Global coal demand is due to grow by 0.5% year-on-year to reach record levels in 2025, according to the latest figures in the IEA’s annual market report.

Yet this will be reversed over the next couple of years, as a faster-than-expected expansion of renewables in key Asian nations and “structural declines” in Europe push coal demand down, the agency says.

While US coal demand is set to continue falling, the decline will be slower than expected last year, due to new federal government efforts to support the fuel. 

However, the IEA’s upward revision of an extra 38m tonnes (Mt) of US coal use in 2027 is dwarfed by an even larger 126Mt downward revision in China’s coal use.

‘Unusual trends’

Coal demand will reach 8,845Mt around the world in 2025. This is slightly (44Mt) higher than the IEA had forecast in its 2024 coal market report.

The agency notes some “unusual regional trends” impacting this growth, including a 37Mt year-on-year increase in US coal demand in 2025 to 516Mt. This is 59Mt (17%) higher than the IEA projected in 2024.

A new suite of measures under the Trump administration have supported the short-term use of coal, including the modernisation of existing coal plants and reopening shuttered ones.

EU coal use declined at a slower pace than expected due to lower wind and hydropower output, according to the IEA. Nevertheless, the bloc “continues its structural decline” in coal demand, driven by renewables expansion, carbon pricing and coal phaseout pledges.

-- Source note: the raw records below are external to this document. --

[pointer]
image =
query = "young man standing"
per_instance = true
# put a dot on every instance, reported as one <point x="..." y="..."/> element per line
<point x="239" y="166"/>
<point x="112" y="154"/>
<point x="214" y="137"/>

India saw an unexpected dip in coal consumption in 2025, linked to a strong monsoon season that increased hydropower output and curbed electricity demand.

In China, which accounts for more than half of the world’s coal use, coal demand remained roughly unchanged between 2024 and 2025, the IEA says.

Demand drop

In its 2024 market report, the IEA projected a continued increase in global coal demand out to 2027. This was largely driven by China, which was on track to see its demand exceed 5,000Mt each year, up from 4939Mt in 2024.

In its latest forecast, the agency estimates that global coal demand will instead “plateau” in the coming years, “falling slightly by the end of the decade”.

Again, this is largely due to trends in China’s power sector, reflecting the “crowding-out” of coal from the grid by the nation’s “formidable renewables expansion” and “steady growth” of nuclear power.

(By contrast, last year clean-power sources were only expected to meet “most of” China’s rising electricity demand.)

The IEA estimates that China’s coal demand will drop to 4,879Mt by 2027 and continue falling to 4,772Mt by the end of the decade.

The global projection for 2027 is 149Mt (2%) lower than expected last year.

As the chart below shows, while US short-term coal demand is now expected to be higher than the IEA’s previous forecast, the drop in China more than makes up for this.

Coal demand, Mt, in China and the US, including IEA forecasts from the Coal 2024 and Coal 2025 reports (dotted lines).
Coal demand, Mt, in China and the US, including IEA forecasts from the Coal 2024 and Coal 2025 reports (dotted lines). Source: IEA, Carbon Brief analysis.

The projected dip in Chinese coal use is largely attributed to the “rapid expansion” of its renewable-energy capacity, the IEA notes. Renewables are soon set to provide a greater share of China’s electricity than coal, rising to 49% of generation by 2030, according to the report.

The Chinese government has set an ambition of peaking coal use before 2030. 

While the IEA’s data suggests this goal will be met, the agency stresses that several factors “could turn the slight drop into a small increase”.

These include higher electricity demand, an increase in coal-to-chemicals projects and fluctuations in renewable-energy output due to weather conditions and other factors.

Meanwhile, India remains a “key driver of global coal demand”, but the new report also downgrades estimates for the nation’s future coal growth. The IEA forecasts that Indian coal demand will be 1,383Mt in 2027 – 39Mt (3%) lower than last year’s forecast.

This comes as a growing share of India’s electricity mix is provided by low-carbon power sources, with coal’s share set to decline from 70% in 2025 to 60% by 2030, according to the IEA.